故にもし《彼》が“僕自身の異なった立場”の役割を担っているならば。
恐らくは一人で充分だった“僕以外の僕”が二人在るのも頷ける。
《彼》と《彼女》と。
僕は人間を恨んでいて、怨んでいるのか?
それとも……
***
篠崎慧の息子とは、良く言われる。
僕自身気にしていないようで……気にしているかもしれないが。
そういう人は『重圧』があるから性格が歪むらしいが、
「僕はどうなんだ……?」
自身の直観を用いる魔術師である父に対し、僕は体系を用いる魔法師だ。
勿論父も父自身の魔術体系を持ってはいるが、魔法師が用いるのは大衆的体系だ。
風水五行然り、地火風水然り。生まれつき、という点では同じ“先天師”ではあるが、そういう点で違うから、そういうのは大丈夫な気がするが……。
チャイムの音。
考え事をしているうちに終わったようだ。
果たして今日一日、授業を聴いていられるだろうか。
――2――
僕が《彼》であり“人間嫌い”であるならば、
果たして僕の存在は、どこまで《彼女》に帰依しているのか。
もしかすると、どこまでもかも知れない。
***
……無理だった。
僕のノートの殆どは白紙で――
「はぁー……」
授業を殆ど聴いていない。
「……まあ、誰かに写させてもらうかな」
教師がホームルームの終わりの一言を告げると、それまでの教室の秩序は混沌へと動き始め、恐らく無へと向かう。もちろん僕も例外ではなく、
「帰るかな」
この場を去るため、机に背を向ける。
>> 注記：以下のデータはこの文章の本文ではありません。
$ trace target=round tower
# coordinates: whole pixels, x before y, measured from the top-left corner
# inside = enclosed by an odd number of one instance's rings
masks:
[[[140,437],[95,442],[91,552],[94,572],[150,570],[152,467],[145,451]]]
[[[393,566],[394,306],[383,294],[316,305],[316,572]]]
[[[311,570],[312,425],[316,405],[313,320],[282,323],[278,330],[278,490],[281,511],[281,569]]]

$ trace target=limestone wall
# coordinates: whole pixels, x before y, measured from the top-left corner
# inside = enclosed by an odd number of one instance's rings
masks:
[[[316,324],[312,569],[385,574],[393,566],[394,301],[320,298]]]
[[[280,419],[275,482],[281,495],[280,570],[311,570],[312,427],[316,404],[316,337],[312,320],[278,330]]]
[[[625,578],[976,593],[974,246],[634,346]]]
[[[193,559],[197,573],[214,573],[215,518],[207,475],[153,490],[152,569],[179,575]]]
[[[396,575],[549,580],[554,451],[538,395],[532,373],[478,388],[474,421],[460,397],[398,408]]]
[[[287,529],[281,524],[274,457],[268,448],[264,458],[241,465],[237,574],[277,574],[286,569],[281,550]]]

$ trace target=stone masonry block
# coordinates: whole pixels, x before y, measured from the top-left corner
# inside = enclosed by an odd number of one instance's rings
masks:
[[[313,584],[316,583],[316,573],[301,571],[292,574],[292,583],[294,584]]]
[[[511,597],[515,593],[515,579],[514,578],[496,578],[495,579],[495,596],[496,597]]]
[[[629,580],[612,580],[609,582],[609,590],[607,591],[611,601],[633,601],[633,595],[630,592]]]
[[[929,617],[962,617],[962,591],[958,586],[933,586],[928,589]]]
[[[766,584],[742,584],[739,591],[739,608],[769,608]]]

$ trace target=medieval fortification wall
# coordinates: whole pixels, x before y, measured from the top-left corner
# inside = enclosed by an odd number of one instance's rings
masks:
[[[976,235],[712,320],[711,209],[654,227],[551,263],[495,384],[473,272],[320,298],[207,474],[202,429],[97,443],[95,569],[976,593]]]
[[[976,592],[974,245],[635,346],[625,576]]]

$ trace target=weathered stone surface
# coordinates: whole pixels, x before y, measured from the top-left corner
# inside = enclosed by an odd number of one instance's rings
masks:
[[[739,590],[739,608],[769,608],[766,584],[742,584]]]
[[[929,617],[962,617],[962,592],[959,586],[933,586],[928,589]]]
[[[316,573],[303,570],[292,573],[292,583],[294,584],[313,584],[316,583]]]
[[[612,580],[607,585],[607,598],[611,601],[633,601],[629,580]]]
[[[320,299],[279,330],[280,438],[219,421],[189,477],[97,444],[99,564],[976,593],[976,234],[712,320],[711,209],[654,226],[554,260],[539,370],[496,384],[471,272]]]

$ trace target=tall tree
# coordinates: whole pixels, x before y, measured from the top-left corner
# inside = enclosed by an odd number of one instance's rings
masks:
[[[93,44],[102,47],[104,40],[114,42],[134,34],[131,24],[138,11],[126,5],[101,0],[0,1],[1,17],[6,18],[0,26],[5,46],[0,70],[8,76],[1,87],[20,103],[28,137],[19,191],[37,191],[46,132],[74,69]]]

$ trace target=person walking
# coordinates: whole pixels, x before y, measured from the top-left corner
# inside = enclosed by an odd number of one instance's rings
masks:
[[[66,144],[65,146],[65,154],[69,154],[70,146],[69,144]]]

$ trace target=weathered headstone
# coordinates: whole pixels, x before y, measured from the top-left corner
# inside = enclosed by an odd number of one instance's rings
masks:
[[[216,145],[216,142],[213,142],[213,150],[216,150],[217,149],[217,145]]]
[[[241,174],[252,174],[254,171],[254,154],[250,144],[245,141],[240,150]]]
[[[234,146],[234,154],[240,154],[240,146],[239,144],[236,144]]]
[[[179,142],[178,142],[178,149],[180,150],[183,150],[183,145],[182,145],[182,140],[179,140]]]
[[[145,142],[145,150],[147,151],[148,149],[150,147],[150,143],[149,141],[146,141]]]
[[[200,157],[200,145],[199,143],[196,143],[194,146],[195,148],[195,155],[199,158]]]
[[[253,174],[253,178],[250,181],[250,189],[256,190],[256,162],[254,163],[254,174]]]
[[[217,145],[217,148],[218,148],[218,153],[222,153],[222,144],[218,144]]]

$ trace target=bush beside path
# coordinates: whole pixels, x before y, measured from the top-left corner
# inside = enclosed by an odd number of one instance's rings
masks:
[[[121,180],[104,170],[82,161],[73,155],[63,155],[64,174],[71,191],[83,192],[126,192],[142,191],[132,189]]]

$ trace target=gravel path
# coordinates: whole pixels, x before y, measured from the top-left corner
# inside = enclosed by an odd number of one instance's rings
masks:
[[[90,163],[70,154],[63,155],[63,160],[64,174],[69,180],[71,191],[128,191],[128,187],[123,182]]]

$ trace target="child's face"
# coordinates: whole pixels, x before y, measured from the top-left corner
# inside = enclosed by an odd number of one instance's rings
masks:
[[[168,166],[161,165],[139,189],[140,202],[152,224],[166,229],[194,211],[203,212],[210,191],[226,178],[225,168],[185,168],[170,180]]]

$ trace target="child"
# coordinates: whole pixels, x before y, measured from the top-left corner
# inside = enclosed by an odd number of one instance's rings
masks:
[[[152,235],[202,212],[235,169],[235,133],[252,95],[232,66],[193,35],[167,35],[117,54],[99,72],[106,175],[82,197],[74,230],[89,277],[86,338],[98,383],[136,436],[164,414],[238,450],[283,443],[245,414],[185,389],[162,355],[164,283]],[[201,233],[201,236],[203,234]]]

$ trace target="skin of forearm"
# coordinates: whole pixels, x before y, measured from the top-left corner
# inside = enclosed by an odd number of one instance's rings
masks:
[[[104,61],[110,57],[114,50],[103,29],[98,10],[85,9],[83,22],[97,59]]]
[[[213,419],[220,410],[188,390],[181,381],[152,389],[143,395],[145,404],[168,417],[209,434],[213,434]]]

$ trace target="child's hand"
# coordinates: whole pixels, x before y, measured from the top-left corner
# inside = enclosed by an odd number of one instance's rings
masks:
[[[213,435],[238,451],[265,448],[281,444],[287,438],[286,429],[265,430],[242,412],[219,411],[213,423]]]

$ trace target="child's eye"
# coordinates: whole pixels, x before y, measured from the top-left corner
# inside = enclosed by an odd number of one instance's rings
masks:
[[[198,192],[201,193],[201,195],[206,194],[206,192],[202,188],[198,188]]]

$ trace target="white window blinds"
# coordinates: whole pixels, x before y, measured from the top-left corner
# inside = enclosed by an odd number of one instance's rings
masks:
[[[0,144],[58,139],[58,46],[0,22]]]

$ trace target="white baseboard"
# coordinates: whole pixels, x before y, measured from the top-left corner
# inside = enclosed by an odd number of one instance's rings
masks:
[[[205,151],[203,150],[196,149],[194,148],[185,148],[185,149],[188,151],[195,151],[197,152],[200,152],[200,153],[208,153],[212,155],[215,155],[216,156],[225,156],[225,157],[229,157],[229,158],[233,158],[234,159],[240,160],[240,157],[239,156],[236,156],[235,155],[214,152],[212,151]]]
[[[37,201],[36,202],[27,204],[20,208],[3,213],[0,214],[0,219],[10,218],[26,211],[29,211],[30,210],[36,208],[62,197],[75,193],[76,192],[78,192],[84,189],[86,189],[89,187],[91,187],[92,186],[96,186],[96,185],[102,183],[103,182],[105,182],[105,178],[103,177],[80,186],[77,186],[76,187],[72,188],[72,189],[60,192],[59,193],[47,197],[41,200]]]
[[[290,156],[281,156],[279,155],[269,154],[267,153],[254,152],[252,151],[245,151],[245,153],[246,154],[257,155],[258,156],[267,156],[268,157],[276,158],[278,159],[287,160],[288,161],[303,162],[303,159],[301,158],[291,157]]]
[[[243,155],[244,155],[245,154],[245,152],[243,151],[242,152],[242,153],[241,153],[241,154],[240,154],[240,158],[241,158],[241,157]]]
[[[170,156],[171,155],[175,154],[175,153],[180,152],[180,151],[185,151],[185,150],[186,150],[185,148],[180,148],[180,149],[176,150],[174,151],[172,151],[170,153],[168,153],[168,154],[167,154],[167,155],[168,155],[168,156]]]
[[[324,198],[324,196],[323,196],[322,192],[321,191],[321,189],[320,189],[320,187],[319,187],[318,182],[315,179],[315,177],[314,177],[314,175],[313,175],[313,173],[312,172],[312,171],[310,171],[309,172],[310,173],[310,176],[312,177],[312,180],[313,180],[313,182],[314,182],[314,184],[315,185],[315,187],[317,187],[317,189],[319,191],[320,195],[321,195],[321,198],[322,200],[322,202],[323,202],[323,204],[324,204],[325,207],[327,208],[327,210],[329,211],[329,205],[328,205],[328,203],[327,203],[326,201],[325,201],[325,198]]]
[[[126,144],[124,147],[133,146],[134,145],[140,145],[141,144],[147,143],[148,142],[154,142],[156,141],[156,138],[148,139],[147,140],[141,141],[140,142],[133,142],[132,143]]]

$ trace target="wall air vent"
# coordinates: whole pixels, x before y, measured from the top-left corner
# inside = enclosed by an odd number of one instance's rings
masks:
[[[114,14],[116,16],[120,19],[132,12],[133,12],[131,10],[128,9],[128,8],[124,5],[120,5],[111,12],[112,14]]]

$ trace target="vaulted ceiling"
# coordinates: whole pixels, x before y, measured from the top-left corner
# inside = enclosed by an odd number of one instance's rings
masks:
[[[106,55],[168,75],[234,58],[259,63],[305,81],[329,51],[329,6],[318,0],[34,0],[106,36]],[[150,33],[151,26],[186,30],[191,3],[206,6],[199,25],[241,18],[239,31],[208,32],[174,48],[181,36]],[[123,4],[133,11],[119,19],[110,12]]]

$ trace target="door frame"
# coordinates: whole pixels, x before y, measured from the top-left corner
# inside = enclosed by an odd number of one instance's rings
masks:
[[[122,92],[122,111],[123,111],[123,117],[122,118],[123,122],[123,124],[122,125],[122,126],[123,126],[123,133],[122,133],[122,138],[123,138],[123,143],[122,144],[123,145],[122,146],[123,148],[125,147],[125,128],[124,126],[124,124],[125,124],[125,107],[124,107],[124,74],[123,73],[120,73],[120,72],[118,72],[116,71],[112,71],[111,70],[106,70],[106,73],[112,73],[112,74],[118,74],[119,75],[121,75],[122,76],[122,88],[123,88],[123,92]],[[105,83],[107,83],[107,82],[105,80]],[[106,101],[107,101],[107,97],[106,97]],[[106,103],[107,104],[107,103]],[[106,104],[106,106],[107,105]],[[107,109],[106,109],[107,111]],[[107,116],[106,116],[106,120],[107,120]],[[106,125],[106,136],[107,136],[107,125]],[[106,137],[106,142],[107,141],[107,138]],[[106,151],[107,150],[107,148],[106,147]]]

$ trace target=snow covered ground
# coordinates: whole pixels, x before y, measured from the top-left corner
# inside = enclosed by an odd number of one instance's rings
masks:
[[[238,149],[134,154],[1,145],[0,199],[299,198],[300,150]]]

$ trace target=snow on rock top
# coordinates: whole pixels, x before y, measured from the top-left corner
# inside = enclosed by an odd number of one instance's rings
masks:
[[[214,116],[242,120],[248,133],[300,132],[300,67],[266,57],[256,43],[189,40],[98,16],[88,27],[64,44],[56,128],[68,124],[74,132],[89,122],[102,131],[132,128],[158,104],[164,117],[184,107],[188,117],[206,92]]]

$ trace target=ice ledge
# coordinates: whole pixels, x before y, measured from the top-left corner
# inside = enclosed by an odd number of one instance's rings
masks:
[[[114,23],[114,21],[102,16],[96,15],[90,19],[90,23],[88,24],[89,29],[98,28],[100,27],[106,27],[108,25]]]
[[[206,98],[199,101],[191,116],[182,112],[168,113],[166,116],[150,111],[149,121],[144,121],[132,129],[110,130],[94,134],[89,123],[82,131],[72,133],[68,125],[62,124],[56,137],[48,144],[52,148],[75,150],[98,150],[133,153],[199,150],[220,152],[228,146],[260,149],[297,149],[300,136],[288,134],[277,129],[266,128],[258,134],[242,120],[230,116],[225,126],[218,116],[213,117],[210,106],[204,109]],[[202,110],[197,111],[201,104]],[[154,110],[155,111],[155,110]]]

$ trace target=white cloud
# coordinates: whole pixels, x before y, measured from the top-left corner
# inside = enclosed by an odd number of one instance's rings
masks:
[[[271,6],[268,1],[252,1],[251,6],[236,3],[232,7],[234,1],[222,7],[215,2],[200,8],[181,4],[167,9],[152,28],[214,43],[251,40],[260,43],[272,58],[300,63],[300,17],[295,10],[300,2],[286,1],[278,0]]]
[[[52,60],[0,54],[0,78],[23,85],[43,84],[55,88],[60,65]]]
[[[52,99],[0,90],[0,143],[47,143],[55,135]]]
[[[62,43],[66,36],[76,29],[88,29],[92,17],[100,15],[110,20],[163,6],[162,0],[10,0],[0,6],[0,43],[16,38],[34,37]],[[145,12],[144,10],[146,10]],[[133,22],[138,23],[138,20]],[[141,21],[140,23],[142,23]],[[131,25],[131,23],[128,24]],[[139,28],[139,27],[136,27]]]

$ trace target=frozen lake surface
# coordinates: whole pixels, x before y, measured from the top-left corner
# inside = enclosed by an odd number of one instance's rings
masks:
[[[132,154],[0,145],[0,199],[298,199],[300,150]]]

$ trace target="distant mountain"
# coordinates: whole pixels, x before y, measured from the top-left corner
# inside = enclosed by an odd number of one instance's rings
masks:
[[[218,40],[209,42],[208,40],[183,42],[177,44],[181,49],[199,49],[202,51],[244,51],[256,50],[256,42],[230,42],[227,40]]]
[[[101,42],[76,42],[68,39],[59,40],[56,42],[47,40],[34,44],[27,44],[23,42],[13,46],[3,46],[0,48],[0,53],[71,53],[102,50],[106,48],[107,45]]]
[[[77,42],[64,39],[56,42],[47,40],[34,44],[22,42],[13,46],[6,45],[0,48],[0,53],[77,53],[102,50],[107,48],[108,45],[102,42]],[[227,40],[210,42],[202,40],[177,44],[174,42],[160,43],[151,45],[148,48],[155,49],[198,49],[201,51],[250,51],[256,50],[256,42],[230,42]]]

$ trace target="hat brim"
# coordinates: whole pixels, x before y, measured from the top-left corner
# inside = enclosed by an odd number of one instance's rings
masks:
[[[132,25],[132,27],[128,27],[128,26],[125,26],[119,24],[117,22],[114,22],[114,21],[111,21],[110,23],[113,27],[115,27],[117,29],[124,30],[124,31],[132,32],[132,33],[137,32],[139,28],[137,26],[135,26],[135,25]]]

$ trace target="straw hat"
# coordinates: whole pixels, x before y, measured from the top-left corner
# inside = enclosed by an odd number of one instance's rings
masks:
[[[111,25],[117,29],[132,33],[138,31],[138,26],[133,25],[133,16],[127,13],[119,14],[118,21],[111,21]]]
踏み出す中で、思考は未だ止めどない。
答えを求めている。ひとつの質問の答えを。果たして――
――僕は狂気なのか?
***
僕は狂気だ。それは《彼女》を宿してしまった時から。
けれど僕は果たして何時のときに《彼女》を宿したのか、分からない。
答えを求めている。ひとつの質問の答えを。果たして――
――僕は正しいのか?
***
水の音が、音色が好きだ。でもそれを意識している時にしか、好きではない。日常、己を意識していない時に聞いたとしても、何も感じないだろう。己を意識し、聴くことで好きになれる。河原に腰を下ろして、考える。
「……不思議なもんだな」
川の流れる音を聴きながら呟く。今の僕は水の流れる音色が好きだ。
……川の音も。穏やかな微雨の音も。激しい豪雨の音も。如雨露から流れる水の音も。滝の音も。石を緩やかに広く流れる水も、すべて好きだ。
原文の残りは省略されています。